Ces femmes ne savent pas leur beauté : photographies de femmes : Afrique, Algérie, Antilles, Indochine, Madagascar, Océanie, 1892-1962

Recension rédigée par Josette Rivallain


            Isabelle Dion, responsable du département iconographie aux Archives nationales d’outre-mer présente ici une sélection de dizaines de photographies, retenues parmi 140.000 clichés, dédiées aux femmes et conservées dans le fonds des ANOM. Y sont conservés des plaques de verre, des négatifs, des positifs, des négatifs souples, des cyanotypes, des épreuves albuminées ou argentiques, des aristotypes, des diapositives, l’ensemble couvrant la période 1844-1970. Ce fonds est issu de l’administration coloniale, dont l’Agence économique de la France d’outre-mer, et de fonds privés. Les cartes postales, véhiculant trop de stéréotypes, n’ont pas été retenues.
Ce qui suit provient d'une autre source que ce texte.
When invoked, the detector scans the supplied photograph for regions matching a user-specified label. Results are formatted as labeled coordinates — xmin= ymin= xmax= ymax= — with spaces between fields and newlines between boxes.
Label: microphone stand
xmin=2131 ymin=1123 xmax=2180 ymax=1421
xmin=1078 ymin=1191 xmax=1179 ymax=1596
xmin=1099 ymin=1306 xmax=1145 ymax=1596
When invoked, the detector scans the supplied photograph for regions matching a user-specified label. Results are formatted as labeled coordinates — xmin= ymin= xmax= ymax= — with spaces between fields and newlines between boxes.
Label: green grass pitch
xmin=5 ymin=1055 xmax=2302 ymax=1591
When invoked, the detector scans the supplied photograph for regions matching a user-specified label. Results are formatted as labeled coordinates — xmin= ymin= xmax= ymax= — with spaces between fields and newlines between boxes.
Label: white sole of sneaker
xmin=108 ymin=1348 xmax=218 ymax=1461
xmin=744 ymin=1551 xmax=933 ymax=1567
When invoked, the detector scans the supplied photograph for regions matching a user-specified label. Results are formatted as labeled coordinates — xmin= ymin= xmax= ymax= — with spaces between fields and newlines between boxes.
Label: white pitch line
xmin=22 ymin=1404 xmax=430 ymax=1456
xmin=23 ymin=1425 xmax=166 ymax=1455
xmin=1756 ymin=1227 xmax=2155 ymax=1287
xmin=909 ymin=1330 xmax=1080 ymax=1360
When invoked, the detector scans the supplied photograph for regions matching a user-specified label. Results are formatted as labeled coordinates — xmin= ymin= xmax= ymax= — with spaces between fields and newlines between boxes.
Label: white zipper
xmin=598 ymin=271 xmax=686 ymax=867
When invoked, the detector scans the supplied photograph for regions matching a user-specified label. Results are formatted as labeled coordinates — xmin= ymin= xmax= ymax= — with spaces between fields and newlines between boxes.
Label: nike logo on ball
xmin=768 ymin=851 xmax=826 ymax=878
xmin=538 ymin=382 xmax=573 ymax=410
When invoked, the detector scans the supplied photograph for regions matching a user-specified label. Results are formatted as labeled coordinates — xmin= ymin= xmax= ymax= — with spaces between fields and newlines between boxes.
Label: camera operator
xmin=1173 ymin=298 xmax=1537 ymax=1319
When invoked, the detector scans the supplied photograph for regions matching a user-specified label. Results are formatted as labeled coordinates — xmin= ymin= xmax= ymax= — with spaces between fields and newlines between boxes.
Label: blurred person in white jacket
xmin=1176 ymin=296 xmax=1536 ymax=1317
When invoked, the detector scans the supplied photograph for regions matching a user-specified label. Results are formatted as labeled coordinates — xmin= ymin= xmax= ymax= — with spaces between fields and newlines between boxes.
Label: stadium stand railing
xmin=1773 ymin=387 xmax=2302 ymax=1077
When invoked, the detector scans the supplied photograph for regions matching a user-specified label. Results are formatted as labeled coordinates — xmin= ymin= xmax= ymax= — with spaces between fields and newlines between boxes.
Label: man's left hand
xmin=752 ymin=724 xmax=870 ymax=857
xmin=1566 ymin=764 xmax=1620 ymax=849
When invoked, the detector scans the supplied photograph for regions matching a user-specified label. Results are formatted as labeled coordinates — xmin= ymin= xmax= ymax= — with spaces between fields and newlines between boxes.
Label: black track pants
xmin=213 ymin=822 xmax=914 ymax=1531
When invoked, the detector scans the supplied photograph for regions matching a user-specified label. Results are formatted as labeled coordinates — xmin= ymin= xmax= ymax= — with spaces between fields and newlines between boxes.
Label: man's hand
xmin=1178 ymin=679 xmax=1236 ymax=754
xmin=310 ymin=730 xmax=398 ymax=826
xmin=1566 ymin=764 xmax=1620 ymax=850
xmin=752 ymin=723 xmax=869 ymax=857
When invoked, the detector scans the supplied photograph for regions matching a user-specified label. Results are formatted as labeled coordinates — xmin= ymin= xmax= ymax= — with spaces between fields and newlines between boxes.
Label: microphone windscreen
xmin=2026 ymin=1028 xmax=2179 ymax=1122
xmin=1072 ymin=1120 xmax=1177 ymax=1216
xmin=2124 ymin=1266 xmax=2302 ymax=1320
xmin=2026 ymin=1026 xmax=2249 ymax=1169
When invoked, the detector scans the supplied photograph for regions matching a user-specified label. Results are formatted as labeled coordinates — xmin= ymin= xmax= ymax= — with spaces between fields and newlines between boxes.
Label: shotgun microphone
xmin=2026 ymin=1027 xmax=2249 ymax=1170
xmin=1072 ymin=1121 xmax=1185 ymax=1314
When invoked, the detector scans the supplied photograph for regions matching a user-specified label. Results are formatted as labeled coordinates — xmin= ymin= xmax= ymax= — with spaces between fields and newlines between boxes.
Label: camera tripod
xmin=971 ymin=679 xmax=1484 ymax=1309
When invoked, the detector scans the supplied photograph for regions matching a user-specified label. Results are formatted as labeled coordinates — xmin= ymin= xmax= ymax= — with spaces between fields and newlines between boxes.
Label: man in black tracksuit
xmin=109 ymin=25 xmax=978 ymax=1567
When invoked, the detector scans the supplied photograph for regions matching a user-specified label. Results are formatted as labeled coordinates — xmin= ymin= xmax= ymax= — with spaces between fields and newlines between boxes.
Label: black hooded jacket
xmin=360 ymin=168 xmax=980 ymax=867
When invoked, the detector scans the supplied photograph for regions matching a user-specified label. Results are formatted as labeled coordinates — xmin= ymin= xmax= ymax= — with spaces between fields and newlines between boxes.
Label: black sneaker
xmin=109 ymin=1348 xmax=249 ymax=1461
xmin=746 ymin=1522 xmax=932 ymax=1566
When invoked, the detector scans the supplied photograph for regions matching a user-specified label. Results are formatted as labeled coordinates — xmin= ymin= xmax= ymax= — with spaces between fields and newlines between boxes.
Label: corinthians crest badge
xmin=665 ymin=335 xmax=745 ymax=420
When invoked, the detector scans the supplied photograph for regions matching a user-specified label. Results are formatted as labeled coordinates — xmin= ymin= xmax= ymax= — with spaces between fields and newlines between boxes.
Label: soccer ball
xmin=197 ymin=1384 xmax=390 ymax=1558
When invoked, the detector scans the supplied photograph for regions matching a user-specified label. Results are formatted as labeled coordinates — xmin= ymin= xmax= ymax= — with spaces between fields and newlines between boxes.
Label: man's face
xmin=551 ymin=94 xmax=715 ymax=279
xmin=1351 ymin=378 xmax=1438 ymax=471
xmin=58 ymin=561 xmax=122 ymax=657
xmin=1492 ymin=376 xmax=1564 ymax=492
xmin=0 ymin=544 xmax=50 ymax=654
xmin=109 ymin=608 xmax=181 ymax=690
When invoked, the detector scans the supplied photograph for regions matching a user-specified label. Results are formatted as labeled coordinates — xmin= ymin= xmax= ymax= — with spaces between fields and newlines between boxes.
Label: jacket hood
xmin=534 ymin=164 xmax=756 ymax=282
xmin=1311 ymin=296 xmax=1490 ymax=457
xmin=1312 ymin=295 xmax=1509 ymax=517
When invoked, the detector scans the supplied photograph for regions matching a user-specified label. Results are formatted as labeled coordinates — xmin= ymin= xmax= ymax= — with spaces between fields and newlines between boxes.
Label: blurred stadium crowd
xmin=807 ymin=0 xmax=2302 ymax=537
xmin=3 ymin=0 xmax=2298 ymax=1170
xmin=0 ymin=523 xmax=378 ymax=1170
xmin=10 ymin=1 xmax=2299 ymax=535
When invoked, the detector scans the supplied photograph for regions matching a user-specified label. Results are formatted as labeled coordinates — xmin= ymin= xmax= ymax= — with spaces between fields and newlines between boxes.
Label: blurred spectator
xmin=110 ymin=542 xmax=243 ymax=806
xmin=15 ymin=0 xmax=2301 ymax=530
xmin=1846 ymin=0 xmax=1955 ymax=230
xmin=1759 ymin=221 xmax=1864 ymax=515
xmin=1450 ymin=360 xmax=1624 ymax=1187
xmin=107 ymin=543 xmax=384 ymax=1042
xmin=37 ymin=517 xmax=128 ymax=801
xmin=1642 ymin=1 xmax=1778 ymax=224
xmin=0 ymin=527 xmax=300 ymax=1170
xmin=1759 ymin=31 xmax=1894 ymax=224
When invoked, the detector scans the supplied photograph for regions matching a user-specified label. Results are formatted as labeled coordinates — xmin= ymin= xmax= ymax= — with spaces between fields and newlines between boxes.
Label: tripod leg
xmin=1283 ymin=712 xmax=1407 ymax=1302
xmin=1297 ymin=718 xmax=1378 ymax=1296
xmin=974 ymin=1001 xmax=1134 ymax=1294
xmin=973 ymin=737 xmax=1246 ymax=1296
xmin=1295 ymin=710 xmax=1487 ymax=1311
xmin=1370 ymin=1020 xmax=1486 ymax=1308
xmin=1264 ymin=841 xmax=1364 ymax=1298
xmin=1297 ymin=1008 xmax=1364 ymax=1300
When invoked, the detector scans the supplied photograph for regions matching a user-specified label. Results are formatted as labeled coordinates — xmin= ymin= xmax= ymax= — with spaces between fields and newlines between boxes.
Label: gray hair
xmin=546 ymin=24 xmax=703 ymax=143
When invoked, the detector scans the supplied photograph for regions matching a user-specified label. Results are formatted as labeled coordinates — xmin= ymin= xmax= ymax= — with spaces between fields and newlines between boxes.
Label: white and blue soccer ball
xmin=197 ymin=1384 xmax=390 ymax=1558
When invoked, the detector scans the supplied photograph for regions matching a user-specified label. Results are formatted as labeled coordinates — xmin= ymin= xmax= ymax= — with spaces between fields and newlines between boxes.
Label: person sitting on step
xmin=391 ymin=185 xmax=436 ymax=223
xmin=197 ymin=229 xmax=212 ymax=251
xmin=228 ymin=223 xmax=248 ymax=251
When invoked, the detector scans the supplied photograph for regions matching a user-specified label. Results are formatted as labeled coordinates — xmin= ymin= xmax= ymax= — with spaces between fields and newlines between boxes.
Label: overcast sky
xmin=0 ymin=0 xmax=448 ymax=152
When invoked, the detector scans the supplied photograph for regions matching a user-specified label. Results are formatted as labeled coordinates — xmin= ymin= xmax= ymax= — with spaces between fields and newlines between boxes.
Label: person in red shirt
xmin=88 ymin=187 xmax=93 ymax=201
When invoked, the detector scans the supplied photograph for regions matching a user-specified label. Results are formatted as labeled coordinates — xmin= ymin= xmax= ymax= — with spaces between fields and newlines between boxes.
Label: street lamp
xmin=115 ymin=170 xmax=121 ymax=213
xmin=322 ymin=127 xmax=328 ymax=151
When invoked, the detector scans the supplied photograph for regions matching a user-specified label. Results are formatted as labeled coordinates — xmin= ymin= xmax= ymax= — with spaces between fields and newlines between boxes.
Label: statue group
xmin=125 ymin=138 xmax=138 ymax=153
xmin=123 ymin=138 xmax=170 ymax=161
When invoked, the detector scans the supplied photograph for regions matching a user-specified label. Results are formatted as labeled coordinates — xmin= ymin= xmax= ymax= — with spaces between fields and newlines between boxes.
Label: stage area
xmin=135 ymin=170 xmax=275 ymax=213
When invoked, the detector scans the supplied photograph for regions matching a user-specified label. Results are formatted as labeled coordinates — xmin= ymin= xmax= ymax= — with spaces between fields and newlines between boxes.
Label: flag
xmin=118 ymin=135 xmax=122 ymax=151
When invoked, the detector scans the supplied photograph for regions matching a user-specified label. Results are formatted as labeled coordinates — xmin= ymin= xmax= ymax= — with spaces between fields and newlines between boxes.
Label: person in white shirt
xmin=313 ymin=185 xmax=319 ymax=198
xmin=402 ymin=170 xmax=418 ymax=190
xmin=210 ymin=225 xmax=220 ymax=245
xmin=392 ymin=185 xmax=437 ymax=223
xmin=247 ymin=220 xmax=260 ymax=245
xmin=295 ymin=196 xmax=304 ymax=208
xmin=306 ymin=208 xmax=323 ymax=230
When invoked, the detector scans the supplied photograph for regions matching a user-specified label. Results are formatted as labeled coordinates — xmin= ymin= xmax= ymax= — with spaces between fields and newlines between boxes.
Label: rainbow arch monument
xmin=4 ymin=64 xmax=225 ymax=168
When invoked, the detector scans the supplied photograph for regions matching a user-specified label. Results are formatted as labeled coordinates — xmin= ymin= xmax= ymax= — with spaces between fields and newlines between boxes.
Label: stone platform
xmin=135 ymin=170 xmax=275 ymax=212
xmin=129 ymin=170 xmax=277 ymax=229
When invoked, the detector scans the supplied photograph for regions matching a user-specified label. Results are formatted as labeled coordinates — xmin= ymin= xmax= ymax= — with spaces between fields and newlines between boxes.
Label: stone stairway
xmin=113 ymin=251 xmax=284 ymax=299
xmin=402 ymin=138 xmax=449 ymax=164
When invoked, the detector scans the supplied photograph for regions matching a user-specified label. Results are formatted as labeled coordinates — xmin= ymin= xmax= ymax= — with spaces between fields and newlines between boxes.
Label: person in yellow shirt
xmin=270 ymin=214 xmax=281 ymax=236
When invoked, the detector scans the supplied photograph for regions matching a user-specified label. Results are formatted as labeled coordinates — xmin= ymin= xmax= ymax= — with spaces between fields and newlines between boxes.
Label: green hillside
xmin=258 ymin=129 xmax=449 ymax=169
            Classés par zones géographiques, ces documents restituent l’émotion et la fascination des voyageurs non préparés à leur nouvelle vie ; fascination pour l’image que ces femmes envoient, pour les paysages. Ce sont également des sources documentaires de premier ordre touchant au vêtement, aux parures, et, par voie de conséquence, aux structures de la société. Elles racontent l’habitat, les modes de vie, les activités quotidiennes, et sont très belles.

            La photographie coloniale contemporaine de la deuxième période d’expansion française accompagne les phases de conquête, d’occupation, puis de la mise en valeur des nouveaux territoires. Alors, nous sommes en pleine période de recherche d’exotisme, largement exploité par revues et journaux qui en publient des illustrations. Ces photographies ne sont pas toujours associées au nom de leur auteur, et, quand il est nommé, il s’agit souvent d’officiers, d’administrateurs, d’instituteurs, de membres de la Société de géographie de Paris, ou de missions chargées de délimiter les frontières.

            La photographie est en soi un document qui, d’un coup d’œil, rend compte de multiples réalités, que l’écrit ne sait pas rendre, bien sûr, à la condition de connaître les circonstances de la prise de vue. A l’époque, la femme des colonies ne faisait pas l’objet de témoignages particuliers et beaucoup de voyageurs la jugeaient laide, y voyant de préférence un être habitué aux lourds labeurs, mais le regard n’a pas été identique dans tous les territoires. Coiffures, bijoux, tatouages ont beaucoup attiré le regard des photographes en Afrique noire tant occidentale que centrale, zones où les femmes vivent largement hors des murs de leurs habitations. En Algérie, le problème fut autre, les femmes ne se montrant pas et ne se dévoilant pas. Pour ce pays, l’auteur a surtout retenu le travail de D. Dubois qui photographia des femmes algériennes réfugiées en Tunisie. Là, les lieux sont rarement identifiables, les légendes mentionnant avant tout l’origine ethnique de la femme photographiée.

            Les femmes des Iles sont diversement prises en compte : inexistantes pour la Réunion, Saint-Pierre-et-Miquelon, contrairement à celles de la Polynésie, dont H. Lemasson, receveur des Postes, a fixé la pose ou de la Martinique et de la Guadeloupe, illustrant également les conditions de vie.

            En Indochine, les premiers voyageurs ont surtout photographié villes et monuments. Une part des prises de vue est due au chef du service cinéphotographique de l’Indochine, chargé par le ministre Albert Sarrault de prendre des vues relatives aux ressources économiques, ethniques afin de mieux connaître le pays et ses possibilités. Le costume, la coiffure, les bijoux ont alors été privilégiés, associés au nom de la région de la prise de vue. En grande part, Madagascar est vue à travers les photographies prises à l’occasion du recensement de la population, selon les directives du général Gallieni, entre 1896 et 1905, classées par circonscriptions. Ces vues sont un peu figées, mais mettent en valeur vêtements et coiffures.